With all of that in place, we see that the cycle count is consistently but not significantly higher at 2.08B (2082308014). Other than the wrong use of bank group hash, bank hash, and the estimated row shift, we are also striding data by an 8-page stride, meaning we access data approximately 32KB apart, and they are not going to be in the same DRAM row anyway. Hence, this access pattern doesn’t cause as much row conflict as we would like. The only thing we can exploit here is using only one bank at a time, but again, because of how Intel hashes the banks, we are still using multiple banks at once, and we aren’t able to fully exploit this memory loophole. But I thought the idea of exploiting DRAM accesses patterns is interesting and hence left it here.

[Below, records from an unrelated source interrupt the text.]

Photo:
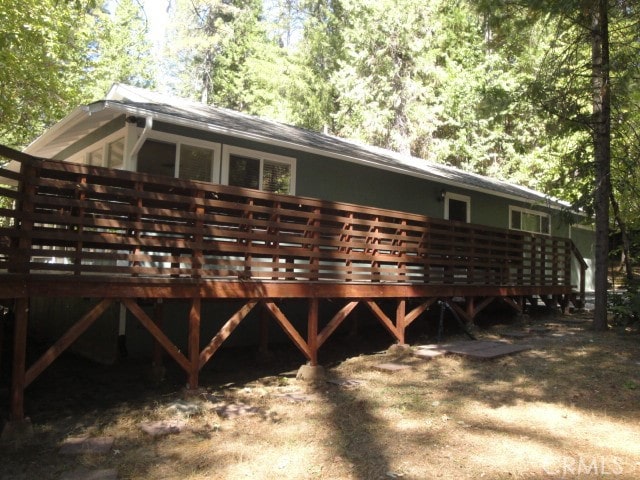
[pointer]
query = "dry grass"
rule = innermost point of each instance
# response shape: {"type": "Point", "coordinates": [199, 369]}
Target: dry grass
{"type": "Point", "coordinates": [567, 408]}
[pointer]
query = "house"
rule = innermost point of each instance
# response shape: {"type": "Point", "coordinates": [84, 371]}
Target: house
{"type": "Point", "coordinates": [226, 206]}
{"type": "Point", "coordinates": [140, 130]}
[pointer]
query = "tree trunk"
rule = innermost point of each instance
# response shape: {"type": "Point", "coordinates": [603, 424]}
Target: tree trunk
{"type": "Point", "coordinates": [602, 151]}
{"type": "Point", "coordinates": [624, 235]}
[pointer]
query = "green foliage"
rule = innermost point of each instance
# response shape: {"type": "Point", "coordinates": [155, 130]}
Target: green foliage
{"type": "Point", "coordinates": [39, 44]}
{"type": "Point", "coordinates": [625, 305]}
{"type": "Point", "coordinates": [228, 58]}
{"type": "Point", "coordinates": [56, 55]}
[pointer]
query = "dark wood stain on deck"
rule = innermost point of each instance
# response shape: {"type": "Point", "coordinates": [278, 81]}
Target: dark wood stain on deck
{"type": "Point", "coordinates": [116, 236]}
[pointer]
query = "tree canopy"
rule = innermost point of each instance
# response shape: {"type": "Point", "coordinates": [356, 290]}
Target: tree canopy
{"type": "Point", "coordinates": [517, 90]}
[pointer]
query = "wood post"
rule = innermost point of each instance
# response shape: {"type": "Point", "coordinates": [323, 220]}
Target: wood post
{"type": "Point", "coordinates": [401, 310]}
{"type": "Point", "coordinates": [312, 331]}
{"type": "Point", "coordinates": [19, 359]}
{"type": "Point", "coordinates": [158, 351]}
{"type": "Point", "coordinates": [194, 343]}
{"type": "Point", "coordinates": [66, 340]}
{"type": "Point", "coordinates": [263, 326]}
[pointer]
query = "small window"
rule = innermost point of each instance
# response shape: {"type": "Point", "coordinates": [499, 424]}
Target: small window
{"type": "Point", "coordinates": [244, 172]}
{"type": "Point", "coordinates": [258, 170]}
{"type": "Point", "coordinates": [196, 163]}
{"type": "Point", "coordinates": [94, 158]}
{"type": "Point", "coordinates": [457, 207]}
{"type": "Point", "coordinates": [115, 154]}
{"type": "Point", "coordinates": [158, 158]}
{"type": "Point", "coordinates": [529, 221]}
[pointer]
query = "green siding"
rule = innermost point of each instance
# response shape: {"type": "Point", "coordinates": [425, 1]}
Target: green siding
{"type": "Point", "coordinates": [328, 178]}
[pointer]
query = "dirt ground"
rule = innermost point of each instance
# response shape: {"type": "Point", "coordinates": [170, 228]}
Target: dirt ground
{"type": "Point", "coordinates": [567, 408]}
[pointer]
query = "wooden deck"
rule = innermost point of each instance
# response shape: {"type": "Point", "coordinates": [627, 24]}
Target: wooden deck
{"type": "Point", "coordinates": [79, 231]}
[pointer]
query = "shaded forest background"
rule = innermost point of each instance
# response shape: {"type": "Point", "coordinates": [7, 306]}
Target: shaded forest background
{"type": "Point", "coordinates": [503, 88]}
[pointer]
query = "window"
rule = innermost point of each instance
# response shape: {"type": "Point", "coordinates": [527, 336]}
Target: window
{"type": "Point", "coordinates": [262, 171]}
{"type": "Point", "coordinates": [94, 158]}
{"type": "Point", "coordinates": [529, 220]}
{"type": "Point", "coordinates": [157, 158]}
{"type": "Point", "coordinates": [115, 154]}
{"type": "Point", "coordinates": [457, 207]}
{"type": "Point", "coordinates": [160, 158]}
{"type": "Point", "coordinates": [195, 163]}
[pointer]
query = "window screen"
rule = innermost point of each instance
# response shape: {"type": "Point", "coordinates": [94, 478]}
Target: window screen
{"type": "Point", "coordinates": [195, 163]}
{"type": "Point", "coordinates": [158, 158]}
{"type": "Point", "coordinates": [244, 172]}
{"type": "Point", "coordinates": [276, 177]}
{"type": "Point", "coordinates": [95, 158]}
{"type": "Point", "coordinates": [115, 154]}
{"type": "Point", "coordinates": [457, 210]}
{"type": "Point", "coordinates": [529, 221]}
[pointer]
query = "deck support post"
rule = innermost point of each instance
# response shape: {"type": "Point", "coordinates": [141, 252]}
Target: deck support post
{"type": "Point", "coordinates": [401, 311]}
{"type": "Point", "coordinates": [18, 378]}
{"type": "Point", "coordinates": [157, 363]}
{"type": "Point", "coordinates": [263, 332]}
{"type": "Point", "coordinates": [312, 331]}
{"type": "Point", "coordinates": [194, 343]}
{"type": "Point", "coordinates": [471, 307]}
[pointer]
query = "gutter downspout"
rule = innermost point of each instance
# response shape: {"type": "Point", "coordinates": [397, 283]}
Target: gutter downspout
{"type": "Point", "coordinates": [131, 154]}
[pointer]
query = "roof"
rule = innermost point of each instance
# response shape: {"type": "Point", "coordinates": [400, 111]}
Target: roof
{"type": "Point", "coordinates": [124, 99]}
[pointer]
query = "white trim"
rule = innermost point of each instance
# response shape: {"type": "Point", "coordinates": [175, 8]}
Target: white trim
{"type": "Point", "coordinates": [82, 156]}
{"type": "Point", "coordinates": [590, 227]}
{"type": "Point", "coordinates": [540, 214]}
{"type": "Point", "coordinates": [228, 150]}
{"type": "Point", "coordinates": [200, 125]}
{"type": "Point", "coordinates": [461, 198]}
{"type": "Point", "coordinates": [179, 140]}
{"type": "Point", "coordinates": [208, 127]}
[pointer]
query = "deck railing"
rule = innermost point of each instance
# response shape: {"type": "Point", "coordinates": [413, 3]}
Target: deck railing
{"type": "Point", "coordinates": [65, 218]}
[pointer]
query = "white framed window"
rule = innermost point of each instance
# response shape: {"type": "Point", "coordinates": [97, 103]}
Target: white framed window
{"type": "Point", "coordinates": [108, 150]}
{"type": "Point", "coordinates": [529, 220]}
{"type": "Point", "coordinates": [457, 207]}
{"type": "Point", "coordinates": [242, 167]}
{"type": "Point", "coordinates": [180, 157]}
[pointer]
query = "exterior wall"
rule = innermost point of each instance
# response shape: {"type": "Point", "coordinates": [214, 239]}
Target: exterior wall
{"type": "Point", "coordinates": [329, 178]}
{"type": "Point", "coordinates": [97, 135]}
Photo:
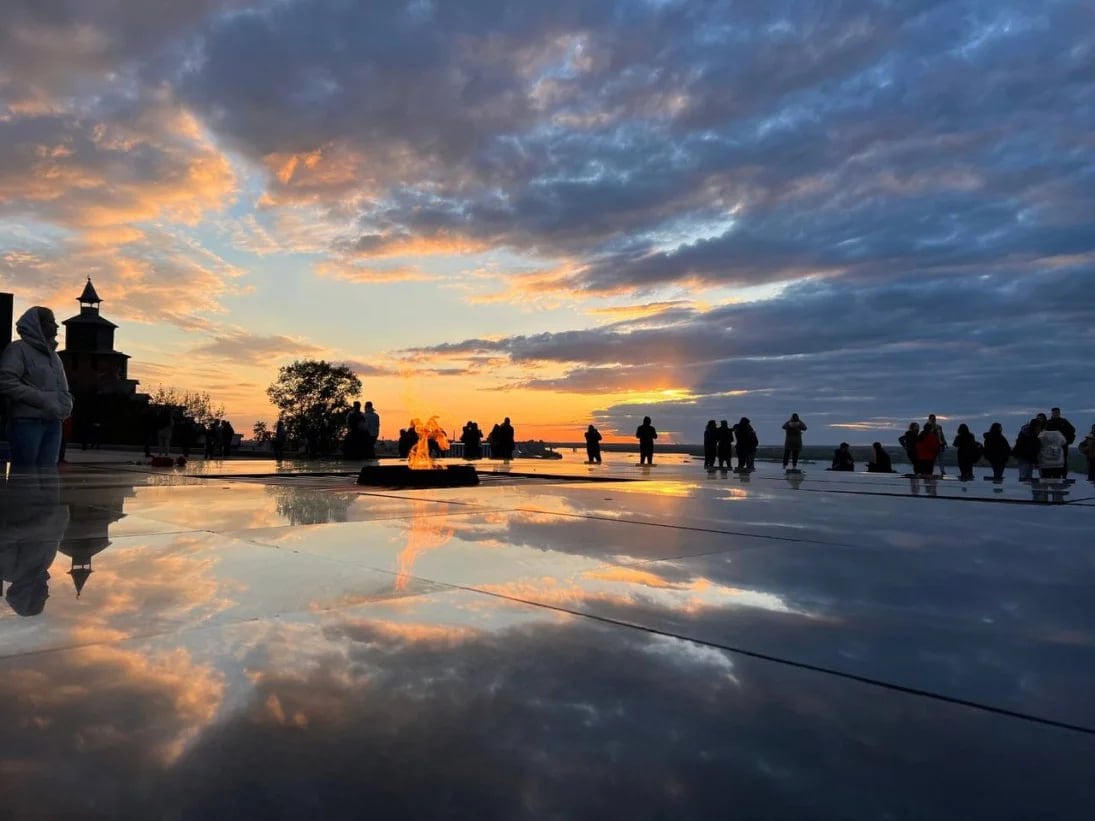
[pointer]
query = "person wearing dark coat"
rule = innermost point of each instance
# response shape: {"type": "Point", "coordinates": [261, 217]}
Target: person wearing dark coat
{"type": "Point", "coordinates": [793, 440]}
{"type": "Point", "coordinates": [506, 440]}
{"type": "Point", "coordinates": [747, 444]}
{"type": "Point", "coordinates": [928, 451]}
{"type": "Point", "coordinates": [646, 435]}
{"type": "Point", "coordinates": [908, 441]}
{"type": "Point", "coordinates": [969, 451]}
{"type": "Point", "coordinates": [996, 450]}
{"type": "Point", "coordinates": [879, 460]}
{"type": "Point", "coordinates": [1087, 448]}
{"type": "Point", "coordinates": [842, 459]}
{"type": "Point", "coordinates": [1026, 449]}
{"type": "Point", "coordinates": [594, 444]}
{"type": "Point", "coordinates": [724, 448]}
{"type": "Point", "coordinates": [710, 444]}
{"type": "Point", "coordinates": [472, 438]}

Running all our tests at the same time, an example output of the code is as follows:

~/Developer/rough/slowest main* ⇡
❯ g++ -DSTRIDE=8 -std=c++2a -O3 slowest.cc && taskset -c 3 sudo ./a.out
linear:                                                132752394
fisher_yates_shuffle:                                 1572108618
separated_by_a_cacheline:                              718804156
separated_by_a_page:                                  1411153154
separated_by_a_page_and_cacheline:                    1408519172
stride=8 separated_by_stride_pages_and_cacheline:     2058425640
separated_by_stride_bank_conflicts_and_cacheline:     2082308014

Random access is probably the first answer that comes to mind when thinking of the slowest access pattern, but by understanding what makes randomising access slow, we managed to get an even slower access pattern. We access data separated by cache lines, pages, and leaf page-table entries, then try to bias the remaining accesses toward DRAM bank/row conflicts. This makes the hardware caching and prefetching mechanisms much less useful, causing a 33% slowdown, which I think is pretty cool.

Closing notes:

Despite us comedically trying to make our code slower, I hope that readers learned something about how memory works!
If you liked reading this post, you might be interested in a problem on highload.fun, which, while working on that problem, inspired this post.
One cheat way of slowing down the accumulation further is by toggling the power mode. I only noticed this when my laptop was low on power and went to power saving mode.
Some of you buggers out there are sure to find a slower access pattern, and if so, let me know!